Writer-director Garth Jennings

“I had an amazing experience on the first Sing movie, so the desire to make Sing 2 was, in part, because I got to work with Chris Meledandri and all the amazing people at Illumination again and because these characters that we had invented seemed to be just right for another bigger, better story. It felt like we were just getting started,” Jennings says.

At the beginning of the film, Buster Moon has a hit show in his local theater, but he’s wondering if he has reached the limits of his own potential. “Buster has made it in his small town, and he’s very successful, but he still has that nagging question, ‘Can I make it at the highest level or am I just a small-town guy with a small-town vision and a small-town cast?’” Chris Meledandri says. When Suki Lane, a talent scout, tells Buster that his show isn’t good enough for the big leagues, it shakes his confidence … and then reignites his ambition. “At the beginning of the movie, it’s almost as if Buster’s been told, ‘You’ve hit your ceiling in life; there’s no place else for you to go,’” Meledandri says. “He refuses to accept that.

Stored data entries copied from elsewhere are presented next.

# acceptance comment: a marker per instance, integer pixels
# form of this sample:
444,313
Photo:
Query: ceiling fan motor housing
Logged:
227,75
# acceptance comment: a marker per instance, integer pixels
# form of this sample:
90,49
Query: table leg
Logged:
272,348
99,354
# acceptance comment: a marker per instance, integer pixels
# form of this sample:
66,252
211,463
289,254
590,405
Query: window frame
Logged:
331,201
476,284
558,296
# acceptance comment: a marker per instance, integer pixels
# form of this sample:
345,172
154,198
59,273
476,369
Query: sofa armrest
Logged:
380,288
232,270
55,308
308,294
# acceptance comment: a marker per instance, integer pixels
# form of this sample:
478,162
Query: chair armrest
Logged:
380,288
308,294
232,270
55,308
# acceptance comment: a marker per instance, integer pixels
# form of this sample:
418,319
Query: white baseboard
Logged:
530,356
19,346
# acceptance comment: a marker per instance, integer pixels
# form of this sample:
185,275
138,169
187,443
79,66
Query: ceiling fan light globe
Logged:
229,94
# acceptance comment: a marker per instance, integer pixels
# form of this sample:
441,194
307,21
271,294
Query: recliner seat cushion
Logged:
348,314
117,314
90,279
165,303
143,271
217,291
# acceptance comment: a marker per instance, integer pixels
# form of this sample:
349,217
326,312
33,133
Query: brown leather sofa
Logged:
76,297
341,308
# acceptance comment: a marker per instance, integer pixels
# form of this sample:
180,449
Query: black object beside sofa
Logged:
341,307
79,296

Once he makes that choice, the answer to whether he’s going to succeed now resides within himself. In Sing 2 each character is grappling with their own issues, and although their success will be tied to how thrilling the show is, at its essence the show becomes about each of them conquering their own demons.”

For writer-director Garth Jennings, there were some intriguing parallels between Buster’s creative aspirations and his own. Incredibly, Sing had been Jennings’ first animated feature. “If the first movie was me getting to pass my driving test, this second movie was me getting to take the car out for a spin,” Jennings says. “At first I felt like, ‘Ok, I’ve got this,’ but that was a little naïve. There are always new things that you didn’t think of, especially as our ambitions across the board grew enormously. With all those ambitions came new challenges. In a way we are doing exactly what the characters in the movie are doing. We’re trying to go way above and beyond what we could do the first time. In every aspect, we were trying to take it to the next level.”

Every aspect of Sing 2 is on a heightened level, from the emotional stakes to the action sequences, from the costumes to the choreography, from the music to the cast. “We found ourselves in situations that were extraordinary that we never could have foreseen, whether it was a casting people like Halsey or Bono or trying to create set pieces like a four-minute Prince number set to an Alice in Wonderland theme,” Jennings says. “Everything was wildly ambitious. It was only after we finished that I realized we must’ve been nuts.”

Sing 2 combines more than 40 contemporary and classic hit songs from pop to rock, K-pop to Latin, and from artists including Billie Eilish, Drake, The Weeknd, Prince, Taylor Swift, BTS, Cardi B, Bad Bunny, J Balvin, Shawn Mendes and Camila Cabello. The film features three classic U2 songs, plus a new original song was written exclusively for the film, “Your Song Saved My Life” – the first new music from U2 since 2019.